Ted's brain works really well --- sometimes too well. He can keep track of facts and figures, knows obscure and complicated weather phenomena, and traces weather patterns and shipping forecasts. But Ted has a hard time reading people, who, in his mind, are much less predictable than the weather. His counselor has given him a chart to help him read and interpret facial expressions, but he still has trouble with small talk and understanding figurative language (like, well, "small talk").
Ted's family is loving and supportive, even if his older sister Kat sometimes gets frustrated with him. When it comes to a crisis, though, no one would think of Ted as the person to solve a life-or-death problem. But, it turns out, that's exactly what happens when Ted and Kat's cousin Salim, stopping by the family's London home en route to his new home in New York City, disappears without a trace. Salim really wants to visit the London Eye, the huge Ferris wheel that has become the United Kingdom's most popular tourist attraction. But when he does so, he somehow manages to disappear between boarding the revolving pod and landing 30 minutes later.
At first, Ted's parents and aunt are convinced there is a simple explanation. Then, as the hours pass and the police are called in, his whole family is thrown into crisis. Ted has plenty of his own theories, but can he get any adults to take him seriously? And can he, with his differently wired brain, really see connections that everyone else has missed?
THE LONDON EYE MYSTERY would be a compelling story even without Ted's unusual perspective. Plenty of twists and turns, dead ends and false hopes make for a breathlessly fascinating mystery plot. Dowd also seamlessly introduces some other larger issues, such as the situation of race relations, poverty and prejudice in the United Kingdom, without seeming preachy or off-track.

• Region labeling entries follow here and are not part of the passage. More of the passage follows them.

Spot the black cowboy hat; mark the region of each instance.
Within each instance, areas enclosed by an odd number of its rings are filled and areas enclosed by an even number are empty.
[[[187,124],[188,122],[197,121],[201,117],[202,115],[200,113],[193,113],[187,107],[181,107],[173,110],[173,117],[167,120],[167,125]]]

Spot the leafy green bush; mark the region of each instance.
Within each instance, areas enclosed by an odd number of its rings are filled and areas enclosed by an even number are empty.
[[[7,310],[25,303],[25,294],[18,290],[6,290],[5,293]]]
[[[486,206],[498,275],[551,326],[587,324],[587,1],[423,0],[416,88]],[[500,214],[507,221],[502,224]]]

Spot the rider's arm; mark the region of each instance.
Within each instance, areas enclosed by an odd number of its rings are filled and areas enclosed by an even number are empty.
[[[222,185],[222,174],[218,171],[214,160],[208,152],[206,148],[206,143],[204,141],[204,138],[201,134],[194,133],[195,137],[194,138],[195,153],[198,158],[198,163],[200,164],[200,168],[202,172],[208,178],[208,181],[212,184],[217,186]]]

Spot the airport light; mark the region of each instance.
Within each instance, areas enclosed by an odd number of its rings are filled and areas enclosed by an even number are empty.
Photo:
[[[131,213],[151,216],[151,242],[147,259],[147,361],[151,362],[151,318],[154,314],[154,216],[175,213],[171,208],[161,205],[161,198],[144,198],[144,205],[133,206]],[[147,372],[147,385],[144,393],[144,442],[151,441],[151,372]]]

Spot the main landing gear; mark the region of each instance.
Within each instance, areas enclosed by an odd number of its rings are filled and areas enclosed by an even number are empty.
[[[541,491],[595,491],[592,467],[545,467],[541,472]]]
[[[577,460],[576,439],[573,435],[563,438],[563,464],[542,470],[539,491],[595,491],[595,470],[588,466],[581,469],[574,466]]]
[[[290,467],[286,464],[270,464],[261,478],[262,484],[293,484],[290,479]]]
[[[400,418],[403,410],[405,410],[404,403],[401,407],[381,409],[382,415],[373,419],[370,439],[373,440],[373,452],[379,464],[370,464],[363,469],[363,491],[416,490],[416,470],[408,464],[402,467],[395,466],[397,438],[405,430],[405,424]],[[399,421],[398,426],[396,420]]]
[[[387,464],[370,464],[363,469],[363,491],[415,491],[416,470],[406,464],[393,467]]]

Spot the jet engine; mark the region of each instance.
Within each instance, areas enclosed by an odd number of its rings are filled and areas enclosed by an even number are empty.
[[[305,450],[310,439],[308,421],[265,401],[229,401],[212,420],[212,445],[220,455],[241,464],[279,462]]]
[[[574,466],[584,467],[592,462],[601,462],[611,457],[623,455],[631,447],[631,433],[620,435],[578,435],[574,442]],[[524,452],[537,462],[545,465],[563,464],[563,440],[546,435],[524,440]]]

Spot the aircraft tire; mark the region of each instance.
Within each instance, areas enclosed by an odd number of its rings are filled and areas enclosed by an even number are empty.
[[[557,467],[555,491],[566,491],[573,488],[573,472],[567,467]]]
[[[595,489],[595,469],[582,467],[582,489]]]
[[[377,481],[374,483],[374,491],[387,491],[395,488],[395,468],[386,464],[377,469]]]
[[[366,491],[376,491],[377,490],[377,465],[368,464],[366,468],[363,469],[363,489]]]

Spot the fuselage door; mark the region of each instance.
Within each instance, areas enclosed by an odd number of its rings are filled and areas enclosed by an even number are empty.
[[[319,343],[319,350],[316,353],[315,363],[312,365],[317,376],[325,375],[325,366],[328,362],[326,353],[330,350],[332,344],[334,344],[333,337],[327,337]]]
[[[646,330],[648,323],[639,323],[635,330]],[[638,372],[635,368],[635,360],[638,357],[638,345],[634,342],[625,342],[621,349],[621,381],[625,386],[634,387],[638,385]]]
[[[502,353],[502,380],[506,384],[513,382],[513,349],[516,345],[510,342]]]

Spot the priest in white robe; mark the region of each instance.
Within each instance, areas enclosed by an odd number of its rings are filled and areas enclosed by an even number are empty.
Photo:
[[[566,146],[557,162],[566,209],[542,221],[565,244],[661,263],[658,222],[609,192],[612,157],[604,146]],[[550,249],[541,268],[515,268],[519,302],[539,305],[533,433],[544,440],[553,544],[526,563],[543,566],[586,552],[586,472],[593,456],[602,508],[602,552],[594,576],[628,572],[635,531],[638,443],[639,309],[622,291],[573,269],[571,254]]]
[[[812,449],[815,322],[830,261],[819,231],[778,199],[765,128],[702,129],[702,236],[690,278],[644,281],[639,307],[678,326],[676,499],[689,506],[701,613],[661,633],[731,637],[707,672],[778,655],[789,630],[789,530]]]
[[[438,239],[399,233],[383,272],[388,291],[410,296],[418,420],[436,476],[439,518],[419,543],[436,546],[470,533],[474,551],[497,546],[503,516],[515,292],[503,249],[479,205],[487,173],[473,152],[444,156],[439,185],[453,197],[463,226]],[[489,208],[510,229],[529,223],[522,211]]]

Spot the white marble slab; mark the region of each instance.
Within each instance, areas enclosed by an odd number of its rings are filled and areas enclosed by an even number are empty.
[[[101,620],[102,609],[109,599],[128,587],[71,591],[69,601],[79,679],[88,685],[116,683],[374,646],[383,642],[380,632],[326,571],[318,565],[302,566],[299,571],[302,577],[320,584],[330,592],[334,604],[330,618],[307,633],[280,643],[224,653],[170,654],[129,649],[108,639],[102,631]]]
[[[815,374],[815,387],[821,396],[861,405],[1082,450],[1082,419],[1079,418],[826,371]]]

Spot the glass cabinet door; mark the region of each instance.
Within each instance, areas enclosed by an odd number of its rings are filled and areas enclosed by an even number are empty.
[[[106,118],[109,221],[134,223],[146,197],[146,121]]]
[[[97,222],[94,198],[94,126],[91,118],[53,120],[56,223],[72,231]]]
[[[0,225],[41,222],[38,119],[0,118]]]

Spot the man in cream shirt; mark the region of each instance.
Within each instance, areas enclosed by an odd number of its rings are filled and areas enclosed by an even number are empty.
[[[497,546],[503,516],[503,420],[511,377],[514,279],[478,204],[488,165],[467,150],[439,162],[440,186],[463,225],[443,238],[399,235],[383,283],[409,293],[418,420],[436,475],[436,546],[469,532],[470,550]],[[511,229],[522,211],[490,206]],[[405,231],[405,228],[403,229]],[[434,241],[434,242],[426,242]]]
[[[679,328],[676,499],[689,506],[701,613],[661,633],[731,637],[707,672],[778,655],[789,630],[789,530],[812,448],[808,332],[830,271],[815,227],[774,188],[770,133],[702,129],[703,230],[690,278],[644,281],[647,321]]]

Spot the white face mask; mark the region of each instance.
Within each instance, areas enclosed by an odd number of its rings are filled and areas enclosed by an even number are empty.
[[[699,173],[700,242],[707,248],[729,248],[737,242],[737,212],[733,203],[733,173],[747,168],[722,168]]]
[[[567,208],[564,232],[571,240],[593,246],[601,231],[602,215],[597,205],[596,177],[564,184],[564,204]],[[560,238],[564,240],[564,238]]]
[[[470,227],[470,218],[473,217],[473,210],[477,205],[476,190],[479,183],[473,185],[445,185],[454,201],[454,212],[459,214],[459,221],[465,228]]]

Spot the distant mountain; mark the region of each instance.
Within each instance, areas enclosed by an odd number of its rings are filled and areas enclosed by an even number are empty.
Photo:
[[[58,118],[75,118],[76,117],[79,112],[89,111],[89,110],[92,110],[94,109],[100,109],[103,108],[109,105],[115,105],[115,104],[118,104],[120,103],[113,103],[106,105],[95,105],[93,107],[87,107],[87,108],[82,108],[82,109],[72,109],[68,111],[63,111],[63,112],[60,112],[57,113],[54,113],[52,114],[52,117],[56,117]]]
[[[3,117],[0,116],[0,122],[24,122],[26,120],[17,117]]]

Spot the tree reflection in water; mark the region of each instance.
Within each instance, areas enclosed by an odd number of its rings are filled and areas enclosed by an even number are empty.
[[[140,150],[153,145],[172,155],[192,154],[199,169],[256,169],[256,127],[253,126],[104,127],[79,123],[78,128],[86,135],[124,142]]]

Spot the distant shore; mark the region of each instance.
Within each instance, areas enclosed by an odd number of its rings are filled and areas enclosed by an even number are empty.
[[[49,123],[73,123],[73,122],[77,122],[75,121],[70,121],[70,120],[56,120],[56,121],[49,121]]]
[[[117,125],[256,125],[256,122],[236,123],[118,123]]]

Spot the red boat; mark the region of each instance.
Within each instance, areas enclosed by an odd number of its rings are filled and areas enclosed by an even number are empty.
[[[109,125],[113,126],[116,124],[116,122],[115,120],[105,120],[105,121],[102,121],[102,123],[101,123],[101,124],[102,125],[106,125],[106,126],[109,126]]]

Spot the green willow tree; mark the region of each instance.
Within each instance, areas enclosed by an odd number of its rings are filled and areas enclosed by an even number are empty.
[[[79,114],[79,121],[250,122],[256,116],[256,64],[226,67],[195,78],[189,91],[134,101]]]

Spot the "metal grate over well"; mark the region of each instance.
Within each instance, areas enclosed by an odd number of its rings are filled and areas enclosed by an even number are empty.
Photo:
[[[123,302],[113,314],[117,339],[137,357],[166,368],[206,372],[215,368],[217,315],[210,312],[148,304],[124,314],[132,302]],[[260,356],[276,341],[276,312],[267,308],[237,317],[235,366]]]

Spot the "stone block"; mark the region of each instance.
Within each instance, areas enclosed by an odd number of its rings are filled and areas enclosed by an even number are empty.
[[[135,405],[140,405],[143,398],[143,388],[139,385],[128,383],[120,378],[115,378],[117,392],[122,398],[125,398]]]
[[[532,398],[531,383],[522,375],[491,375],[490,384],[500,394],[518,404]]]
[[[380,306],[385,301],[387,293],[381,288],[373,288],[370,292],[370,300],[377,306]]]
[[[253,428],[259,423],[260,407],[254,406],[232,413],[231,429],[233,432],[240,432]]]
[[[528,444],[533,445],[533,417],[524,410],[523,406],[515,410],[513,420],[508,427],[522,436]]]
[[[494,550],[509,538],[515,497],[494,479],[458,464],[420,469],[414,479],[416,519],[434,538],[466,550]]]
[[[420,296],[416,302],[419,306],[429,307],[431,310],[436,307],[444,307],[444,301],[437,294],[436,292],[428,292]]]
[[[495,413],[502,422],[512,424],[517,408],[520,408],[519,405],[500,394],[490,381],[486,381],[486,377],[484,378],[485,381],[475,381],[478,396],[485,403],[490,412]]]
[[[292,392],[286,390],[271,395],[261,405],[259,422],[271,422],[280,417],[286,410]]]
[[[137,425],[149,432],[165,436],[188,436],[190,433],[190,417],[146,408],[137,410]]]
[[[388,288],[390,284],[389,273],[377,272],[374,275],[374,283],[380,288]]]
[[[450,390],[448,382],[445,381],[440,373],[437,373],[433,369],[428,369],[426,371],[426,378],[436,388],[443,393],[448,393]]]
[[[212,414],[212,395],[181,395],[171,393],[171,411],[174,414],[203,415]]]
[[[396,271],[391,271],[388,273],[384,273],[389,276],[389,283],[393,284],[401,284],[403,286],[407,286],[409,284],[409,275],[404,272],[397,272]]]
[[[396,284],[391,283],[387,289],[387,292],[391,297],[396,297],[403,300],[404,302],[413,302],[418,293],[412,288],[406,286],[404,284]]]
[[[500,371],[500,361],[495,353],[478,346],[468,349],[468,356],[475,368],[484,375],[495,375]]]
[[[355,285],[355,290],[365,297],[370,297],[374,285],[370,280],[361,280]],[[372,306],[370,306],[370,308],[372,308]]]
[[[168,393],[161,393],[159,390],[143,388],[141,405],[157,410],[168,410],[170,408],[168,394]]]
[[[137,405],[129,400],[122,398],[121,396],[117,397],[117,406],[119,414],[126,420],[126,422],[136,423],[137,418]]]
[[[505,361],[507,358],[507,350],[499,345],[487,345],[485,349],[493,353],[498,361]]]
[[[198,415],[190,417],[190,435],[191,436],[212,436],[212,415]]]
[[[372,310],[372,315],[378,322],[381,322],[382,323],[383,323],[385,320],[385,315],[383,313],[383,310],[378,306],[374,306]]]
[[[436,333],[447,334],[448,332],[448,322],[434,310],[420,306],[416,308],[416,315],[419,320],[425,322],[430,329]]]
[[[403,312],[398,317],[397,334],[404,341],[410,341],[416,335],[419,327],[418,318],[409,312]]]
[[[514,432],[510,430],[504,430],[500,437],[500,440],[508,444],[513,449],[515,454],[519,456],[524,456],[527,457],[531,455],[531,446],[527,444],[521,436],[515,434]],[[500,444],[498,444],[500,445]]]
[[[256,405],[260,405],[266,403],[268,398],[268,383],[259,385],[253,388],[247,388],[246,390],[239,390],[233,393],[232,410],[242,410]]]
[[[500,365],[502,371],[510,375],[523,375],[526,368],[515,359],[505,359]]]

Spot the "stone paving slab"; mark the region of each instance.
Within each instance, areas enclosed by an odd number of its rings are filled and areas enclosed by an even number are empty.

But what really makes this novel shine, and stick in readers' heads long after the mystery has been solved, is Ted's utterly captivating voice. In telling her story, Dowd demonstrates that a condition that would be viewed by most of the world as a disability can actually be a tremendous asset. Ted's unique way of thinking makes him simultaneously older than his years and vulnerable, and readers will be rooting for him to find his voice and trust his abilities.